UTF-8 vs. UTF-16: Differences, Trade-offs, and When to Use Each
Published March 15, 2025
Two ways to encode Unicode
UTF-8 and UTF-16 are both Unicode Transformation Formats — they encode the same set of Unicode code points into sequences of bytes. The difference ishow they lay out those bytes. Neither is inherently “better”; each has trade-offs that make it more suitable for certain contexts.
UTF-8 byte structure
UTF-8 is a variable-width encoding that uses 1 to 4 bytes per character. The leading bits of the first byte indicate how many bytes follow:
| Bytes | Bit pattern | Code point range |
|---|---|---|
| 1 | 0xxxxxxx | U+0000 – U+007F |
| 2 | 110xxxxx 10xxxxxx | U+0080 – U+07FF |
| 3 | 1110xxxx 10xxxxxx 10xxxxxx | U+0800 – U+FFFF |
| 4 | 11110xxx 10xxxxxx 10xxxxxx 10xxxxxx | U+10000 – U+10FFFF |
Because the 1-byte form is identical to ASCII, any valid ASCII document is also valid UTF-8. This backward compatibility is UTF-8's greatest advantage.
UTF-16 byte structure
UTF-16 uses 2 or 4 bytes per character. Characters in the Basic Multilingual Plane (BMP, U+0000–U+FFFF) are encoded directly as a single 16-bit code unit. Characters outside the BMP (U+10000–U+10FFFF) are encoded using a surrogate pair:
- High surrogate: a value in the range
U+D800–U+DBFF - Low surrogate: a value in the range
U+DC00–U+DFFF
Together the pair encodes the supplementary code point. This means code that assumes “one character = one 16-bit unit” will break on emoji and many historic scripts.
Byte-level example
Here's how three representative characters are encoded in each format (big-endian for UTF-16):
| Char | Code point | UTF-8 bytes | UTF-16 bytes |
|---|---|---|---|
| A | U+0041 | 41 (1 byte) | 00 41 (2 bytes) |
| € | U+20AC | E2 82 AC (3 bytes) | 20 AC (2 bytes) |
| 😀 | U+1F600 | F0 9F 98 80 (4 bytes) | D8 3D DE 00 (4 bytes) |
Size trade-offs
The right encoding depends on the text content:
- ASCII-heavy text (English, source code, markup): UTF-8 is ~50% smaller because ASCII characters take 1 byte instead of 2
- CJK-heavy text (Chinese, Japanese, Korean): UTF-16 can be smaller because most CJK characters take 2 bytes in UTF-16 but 3 in UTF-8
- Mixed text: depends on the ratio. The break-even point is roughly around characters in the U+0800–U+FFFF range
BOM (Byte Order Mark)
UTF-16 comes in two byte orders: big-endian (UTF-16BE) and little-endian (UTF-16LE). A Byte Order Mark (U+FEFF) at the start of a file indicates which order is used. If the first two bytes are FE FF, the file is big-endian; if FF FE, it's little-endian.

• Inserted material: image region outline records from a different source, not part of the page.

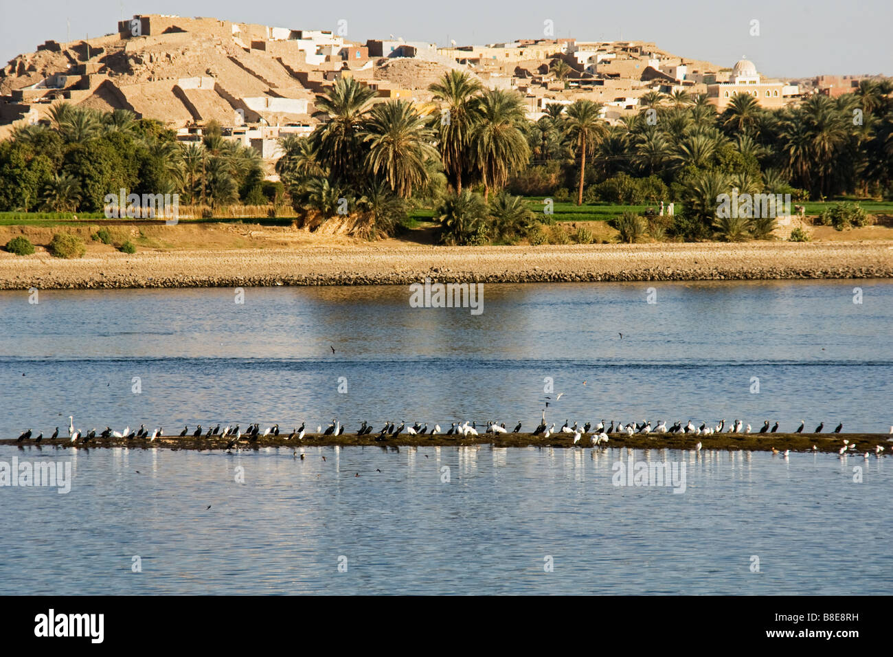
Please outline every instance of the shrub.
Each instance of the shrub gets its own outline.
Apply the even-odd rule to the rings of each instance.
[[[549,242],[552,244],[570,244],[571,236],[561,223],[555,223],[549,232]]]
[[[533,213],[520,196],[507,192],[498,194],[490,201],[492,221],[490,237],[494,240],[511,241],[527,232],[533,221]]]
[[[750,220],[750,236],[755,240],[772,240],[778,223],[773,216],[758,216]]]
[[[744,241],[750,230],[750,220],[743,216],[717,217],[714,228],[719,237],[727,242]]]
[[[90,238],[93,240],[93,241],[100,241],[103,244],[112,243],[112,233],[109,232],[109,229],[107,228],[100,228],[98,231],[94,232],[90,236]]]
[[[834,226],[834,230],[843,231],[868,225],[868,215],[857,203],[835,203],[822,210],[817,221],[822,226]]]
[[[596,186],[596,197],[608,203],[630,205],[638,195],[636,181],[626,173],[618,173]]]
[[[672,219],[669,216],[660,215],[651,215],[646,217],[648,226],[648,237],[655,242],[666,240],[667,232],[672,228]]]
[[[670,194],[670,190],[657,176],[648,176],[639,178],[636,181],[636,195],[633,199],[635,203],[659,203],[665,199]]]
[[[647,228],[645,220],[634,212],[624,212],[609,223],[620,232],[620,240],[628,244],[641,241]]]
[[[789,242],[808,242],[809,235],[802,228],[795,228],[790,232],[790,237],[788,238]]]
[[[592,231],[586,226],[577,228],[577,232],[573,235],[573,240],[578,244],[592,244]]]
[[[46,250],[54,257],[83,257],[87,249],[84,241],[79,237],[67,232],[57,232],[46,247]]]
[[[685,241],[697,241],[705,239],[707,234],[706,226],[697,215],[676,215],[672,218],[672,226],[670,233],[676,238]]]
[[[13,237],[6,242],[6,250],[16,256],[30,256],[34,253],[34,245],[27,237]]]
[[[437,209],[440,241],[459,245],[486,241],[488,209],[480,195],[468,190],[447,196]]]
[[[555,203],[567,203],[571,200],[571,192],[567,190],[566,187],[559,187],[552,195],[552,200]]]
[[[535,247],[546,244],[548,241],[546,232],[543,230],[542,225],[538,223],[527,232],[527,240]]]
[[[522,196],[548,196],[558,186],[558,163],[534,164],[509,179],[507,190]]]

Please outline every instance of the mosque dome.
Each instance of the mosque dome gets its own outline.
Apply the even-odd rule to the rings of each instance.
[[[742,59],[735,63],[731,74],[735,78],[752,78],[756,75],[756,67],[749,59]]]

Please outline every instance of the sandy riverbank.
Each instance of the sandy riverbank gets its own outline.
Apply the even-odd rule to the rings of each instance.
[[[267,438],[258,438],[254,442],[249,442],[243,438],[238,442],[238,449],[258,449],[261,447],[287,447],[299,449],[301,447],[380,447],[383,449],[395,447],[455,447],[462,445],[484,445],[492,444],[494,447],[555,447],[571,448],[573,447],[573,437],[570,434],[555,434],[548,438],[535,436],[532,434],[503,434],[500,435],[481,434],[475,436],[455,436],[455,435],[409,435],[402,434],[399,436],[388,436],[387,440],[378,440],[378,434],[358,436],[356,434],[344,434],[339,436],[323,435],[321,434],[308,434],[304,440],[289,440],[288,434],[281,434],[279,436],[269,436]],[[837,453],[843,446],[843,440],[847,439],[851,443],[856,445],[853,450],[850,458],[864,458],[864,454],[871,452],[874,457],[876,445],[885,445],[886,453],[891,451],[891,446],[887,442],[889,435],[884,434],[714,434],[714,435],[694,435],[693,434],[637,434],[626,435],[624,434],[612,434],[606,443],[607,447],[628,447],[636,450],[694,450],[695,446],[700,442],[704,450],[730,450],[730,451],[772,451],[772,448],[780,451],[790,450],[791,451],[813,451],[813,445],[815,445],[816,451]],[[166,450],[224,450],[228,441],[220,436],[204,436],[194,438],[192,436],[164,436],[149,442],[146,439],[126,440],[124,438],[104,439],[100,437],[90,440],[87,445],[71,442],[67,438],[57,440],[44,439],[39,443],[35,443],[33,440],[17,442],[15,440],[0,440],[0,444],[19,445],[21,447],[39,446],[46,448],[108,448],[108,447],[132,447],[135,449],[157,448]],[[588,436],[583,438],[580,443],[583,447],[590,447],[591,441]],[[234,448],[235,449],[235,448]]]
[[[0,253],[0,289],[893,278],[893,240],[434,247],[387,240],[303,248]]]

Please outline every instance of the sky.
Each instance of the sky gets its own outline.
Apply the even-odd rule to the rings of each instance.
[[[344,20],[352,40],[393,34],[438,46],[541,38],[551,21],[556,37],[654,41],[673,55],[723,66],[746,56],[770,77],[893,75],[890,0],[0,0],[0,62],[46,39],[114,32],[122,15],[134,13],[333,31]]]

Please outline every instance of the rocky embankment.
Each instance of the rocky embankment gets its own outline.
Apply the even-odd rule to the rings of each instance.
[[[893,278],[893,241],[147,250],[0,254],[0,289]]]

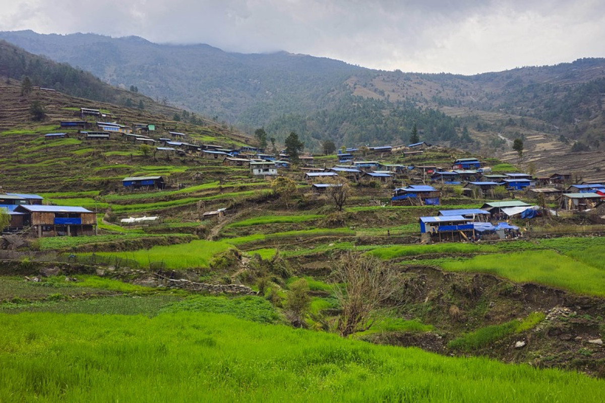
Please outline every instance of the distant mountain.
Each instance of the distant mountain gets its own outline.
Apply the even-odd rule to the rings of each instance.
[[[243,54],[138,37],[0,32],[28,51],[90,71],[122,88],[308,148],[420,139],[500,153],[539,134],[558,147],[605,147],[605,59],[581,59],[472,76],[382,71],[286,52]],[[603,144],[601,144],[603,143]]]

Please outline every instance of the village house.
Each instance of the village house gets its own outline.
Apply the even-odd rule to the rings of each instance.
[[[572,185],[565,190],[566,193],[596,193],[598,192],[605,194],[605,185],[600,184]]]
[[[482,175],[479,180],[485,181],[486,182],[497,182],[500,183],[502,182],[502,181],[507,178],[509,178],[509,177],[505,175],[500,175],[498,173],[488,173],[487,175],[483,174],[483,175]]]
[[[365,182],[391,183],[393,182],[393,175],[388,172],[366,172],[362,176],[362,180]]]
[[[333,172],[336,172],[339,176],[346,178],[353,182],[357,182],[361,176],[362,172],[355,168],[344,168],[342,167],[333,167],[330,169]]]
[[[344,164],[345,163],[352,163],[355,157],[353,154],[350,153],[338,153],[338,163]]]
[[[428,144],[426,141],[420,141],[420,143],[414,143],[412,144],[408,144],[408,149],[413,149],[414,150],[425,150],[430,146],[431,144]]]
[[[87,129],[92,127],[92,124],[85,120],[62,120],[59,125],[62,127],[69,129]]]
[[[522,190],[534,185],[534,182],[528,179],[505,179],[502,182],[509,190]]]
[[[304,179],[309,182],[312,182],[315,181],[320,180],[323,181],[325,178],[334,178],[338,176],[338,174],[336,172],[306,172],[304,174]]]
[[[130,176],[123,179],[122,184],[132,189],[163,189],[166,187],[163,176]]]
[[[439,204],[440,192],[427,185],[410,185],[393,191],[393,205],[435,205]]]
[[[367,172],[378,169],[380,163],[378,161],[356,161],[353,165],[358,169]]]
[[[459,208],[456,210],[440,210],[439,216],[462,216],[472,219],[476,222],[488,222],[491,214],[486,210],[480,208]]]
[[[231,156],[226,156],[223,160],[223,166],[224,167],[244,167],[248,166],[250,160],[246,158],[235,158]]]
[[[454,161],[452,169],[477,169],[481,163],[477,158],[459,158]]]
[[[250,163],[250,172],[255,176],[277,176],[277,167],[275,163],[269,161]]]
[[[503,200],[488,202],[480,208],[489,211],[492,219],[504,219],[518,214],[531,207],[531,204],[520,200]]]
[[[560,207],[568,211],[581,211],[594,208],[605,196],[596,193],[563,193]]]
[[[40,205],[42,204],[42,197],[38,195],[27,195],[25,193],[4,193],[0,194],[0,208],[5,208],[12,211],[18,205]]]
[[[38,237],[97,234],[97,214],[83,207],[22,204],[15,213],[21,214],[13,219],[31,227]],[[11,225],[15,224],[11,220]]]
[[[474,236],[473,219],[462,216],[420,217],[420,232],[424,240],[468,240]]]
[[[495,198],[495,189],[500,184],[495,182],[469,182],[464,185],[465,196],[474,198]]]
[[[67,133],[48,133],[44,135],[45,140],[54,140],[57,138],[65,138],[69,137]]]
[[[314,195],[321,195],[325,193],[330,187],[336,186],[339,187],[342,184],[340,183],[315,183],[311,185],[311,190]]]

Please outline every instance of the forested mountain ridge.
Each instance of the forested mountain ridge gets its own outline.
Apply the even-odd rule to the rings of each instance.
[[[576,150],[605,147],[603,59],[465,76],[372,70],[286,52],[159,45],[137,37],[23,31],[0,37],[249,132],[264,126],[283,141],[296,131],[316,151],[322,140],[339,146],[405,143],[414,122],[420,140],[489,153],[509,149],[503,137],[534,135],[561,152],[574,144]]]

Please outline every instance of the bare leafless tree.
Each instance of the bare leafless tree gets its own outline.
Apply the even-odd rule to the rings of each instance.
[[[351,193],[351,185],[348,179],[340,176],[336,176],[327,182],[332,185],[328,188],[326,195],[334,203],[336,209],[341,211],[342,206],[347,202],[347,199]]]
[[[369,329],[396,291],[399,277],[378,258],[353,251],[345,253],[332,272],[341,309],[339,333],[345,337]]]

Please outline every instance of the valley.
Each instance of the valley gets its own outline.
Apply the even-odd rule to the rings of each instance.
[[[370,98],[387,93],[378,82],[350,85]],[[603,195],[561,203],[572,185],[602,178],[598,151],[571,153],[527,128],[520,167],[510,144],[486,144],[516,138],[521,122],[478,130],[511,115],[473,109],[469,151],[347,143],[357,148],[306,146],[295,162],[278,140],[266,152],[280,160],[263,161],[257,138],[140,94],[142,109],[22,91],[0,79],[1,193],[21,201],[11,219],[31,218],[7,225],[0,250],[0,401],[602,399]],[[465,108],[442,111],[468,119]],[[90,137],[99,124],[116,130]],[[255,163],[270,168],[255,175]],[[532,185],[515,188],[525,172]],[[489,195],[468,187],[499,174],[511,182]],[[551,187],[552,199],[531,192]],[[95,214],[94,234],[64,232],[84,230],[62,215],[70,207]],[[57,209],[52,224],[34,221],[43,208]],[[522,218],[526,208],[540,214]],[[450,210],[473,218],[440,215]],[[481,214],[508,227],[483,232]],[[445,224],[431,233],[427,218]],[[372,294],[380,303],[345,334],[355,279],[338,276],[352,262],[376,268],[387,296]]]

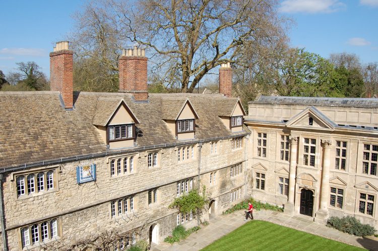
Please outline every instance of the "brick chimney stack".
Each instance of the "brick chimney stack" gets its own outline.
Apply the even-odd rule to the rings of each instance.
[[[222,63],[219,68],[219,93],[228,98],[232,96],[232,69],[230,63]]]
[[[119,92],[133,94],[135,100],[148,99],[147,58],[144,49],[123,49],[118,62]]]
[[[50,88],[51,91],[60,93],[65,108],[74,106],[73,76],[74,52],[68,48],[68,42],[56,43],[50,53]]]

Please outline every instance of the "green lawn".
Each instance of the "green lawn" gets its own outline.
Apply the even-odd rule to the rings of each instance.
[[[270,222],[255,220],[247,222],[202,250],[364,249]]]

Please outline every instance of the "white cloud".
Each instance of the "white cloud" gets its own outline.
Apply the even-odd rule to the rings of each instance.
[[[330,13],[345,7],[338,0],[285,0],[279,10],[287,13]]]
[[[0,50],[0,54],[37,57],[43,57],[47,55],[44,49],[36,48],[4,48]]]
[[[14,59],[14,57],[0,57],[0,60],[12,60]]]
[[[362,38],[350,38],[347,43],[350,45],[353,45],[354,46],[365,46],[366,45],[370,45],[371,44],[368,41]]]
[[[376,7],[378,7],[378,0],[360,0],[360,4]]]

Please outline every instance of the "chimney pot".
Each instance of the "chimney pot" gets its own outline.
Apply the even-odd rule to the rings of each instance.
[[[65,108],[73,107],[73,71],[74,52],[69,50],[69,42],[56,43],[50,53],[50,86],[51,91],[60,93]]]

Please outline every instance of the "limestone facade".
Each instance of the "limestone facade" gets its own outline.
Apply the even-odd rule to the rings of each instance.
[[[317,222],[351,215],[378,229],[374,102],[264,96],[249,102],[248,194]]]

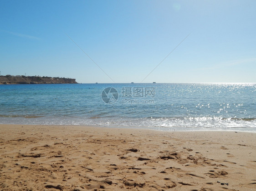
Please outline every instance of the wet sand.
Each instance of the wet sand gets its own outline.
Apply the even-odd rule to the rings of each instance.
[[[0,125],[0,190],[256,190],[256,133]]]

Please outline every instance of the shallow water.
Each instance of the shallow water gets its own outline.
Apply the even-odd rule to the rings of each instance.
[[[256,132],[256,96],[255,83],[2,85],[0,123]]]

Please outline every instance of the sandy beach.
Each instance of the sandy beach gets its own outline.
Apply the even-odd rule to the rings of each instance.
[[[256,190],[256,134],[0,125],[1,191]]]

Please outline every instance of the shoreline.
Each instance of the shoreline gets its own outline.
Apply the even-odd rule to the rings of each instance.
[[[154,130],[160,132],[241,132],[256,133],[256,129],[252,127],[138,127],[138,126],[103,126],[103,125],[81,125],[81,124],[11,124],[11,123],[0,123],[2,125],[25,125],[25,126],[75,126],[79,127],[98,127],[98,128],[120,128],[120,129],[144,129],[145,130]],[[176,128],[179,128],[177,130]],[[181,130],[180,130],[181,129]],[[254,131],[241,130],[243,129],[252,129]]]
[[[0,132],[3,191],[256,189],[254,132],[12,124]]]

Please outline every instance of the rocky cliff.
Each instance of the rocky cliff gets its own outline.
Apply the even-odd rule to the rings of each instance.
[[[0,76],[0,84],[31,84],[43,83],[77,83],[76,79],[39,76]]]

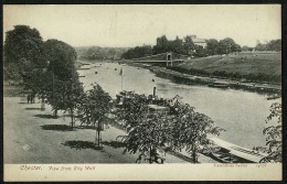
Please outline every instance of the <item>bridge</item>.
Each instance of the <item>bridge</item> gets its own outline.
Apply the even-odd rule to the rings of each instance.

UTF-8 can also have a BOM (EF BB BF), but it's unnecessary since UTF-8 has no byte-order ambiguity. The Unicode Standard discourages its use, and it can cause issues with tools that don't expect it (like shell scripts with a shebang line).
Where each is used
- UTF-8: the web (HTML5 default), Linux/macOS file systems, JSON, TOML, YAML, Go, Rust, Python 3 (default source encoding), modern APIs
- UTF-16: JavaScript strings, Java
char, .NETstring, Windows APIs (Win32 wide-char functions), macOS NSString internals, ICU library
The trend is clear: new protocols and systems almost universally choose UTF-8. UTF-16 persists mainly in runtimes and operating systems that adopted Unicode before UTF-8 became dominant (JavaScript was designed in 1995, Java in 1996, Windows NT in 1993).